House Speaker Nancy Pelosi (D-CA) in a press conference Wednesday placed a condition on banning congressional lawmakers from trading stocks.
“It has to be government-wide,” she eluded to the judiciary as a condition of the popular legislative initiative.
Pelosi’s contingency would perhaps create another roadblock to passing the ban. She and her husband raked in $4.8 million dollars on tech options in July, though the speaker denies she owns any of the stocks.
“The third branch of government, the judiciary, has no reporting,” Pelosi elaborated on the condition. “The Supreme Court has no disclosure. It has no reporting of stock transactions. And it makes important decisions every day.”
On Wednesday before Pelosi’s press conference, reporting revealed she had become favorable to the idea of a stock trading ban and had begun discussing particulars with her lieutenant of the House Administration Committee.
But the reporting also revealed many complicated particulars of enacting a ban, such as if exemptions should exist for pre-elected portfolios, capital gains taxes, and family members, among other considerations.
“It’s complicated, and members will figure it out, and then we’ll go forward with what the consensus is,” Pelosi said Wednesday, adding that she expects her party to reveal a proposal soon.
Pelosi’s willingness to discuss a stock ban is a change of position from December, when she defended congressional stock trading as participation in a “free market economy.” Soon after her defense, Sen. Jeff Merkley (D-OR) slammed Pelosi’s stock trading activity, which allegedly sways her legislative judgment.
Banning lawmakers from trading stocks has wide appeal. Polling indicates 76 percent of voters believe congressional members and their spouses have an “unfair advantage” trading stocks. Even the Washington Post’s editorial board endorsed banning lawmakers from trading individual stocks in January.

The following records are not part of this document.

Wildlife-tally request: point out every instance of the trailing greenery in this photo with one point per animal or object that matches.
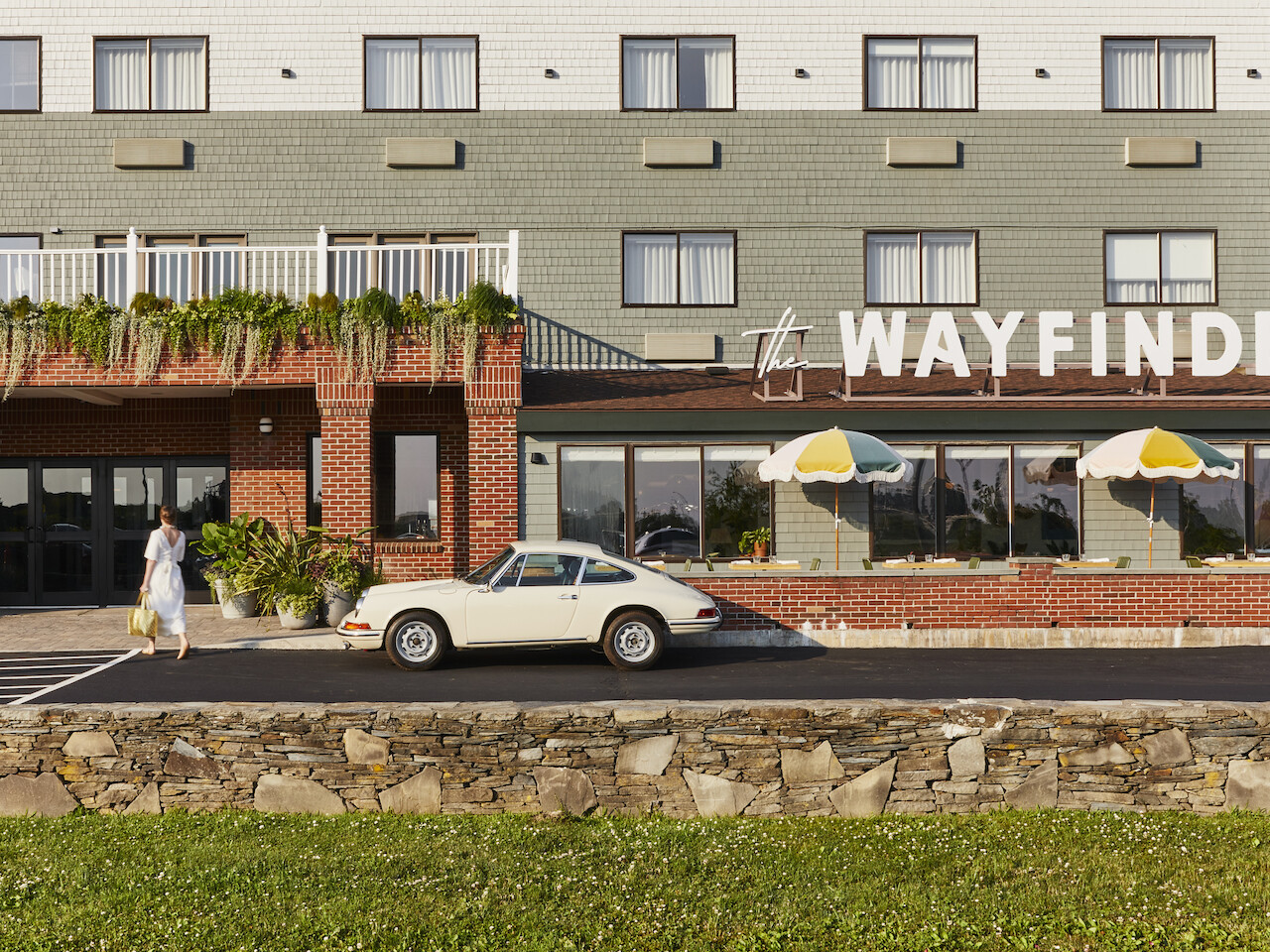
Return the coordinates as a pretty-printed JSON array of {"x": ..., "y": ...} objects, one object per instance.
[
  {"x": 245, "y": 329},
  {"x": 1060, "y": 881}
]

According to UnusualWhales.com, vast amounts of stocks are traded by lawmakers, the worse offenders being Republicans:
Congress bought and sold nearly $290 million in stocks (corresponding to 3,500+ transactions by 105 members of Congress), $140 million in options contracts (270+ transactions by 6 members), $124 million in other securities like private equity funds (200+ transactions by 19 members), and $500k in cryptocurrencies (25 transactions by 6 members). 430 members did not take a trade in 2021.
I have just released the full trading report on politicians in 2021.
In short, many beat the market.
They traded more than ever before.
And they made numerous unusually timed trades, resulting in huge gains.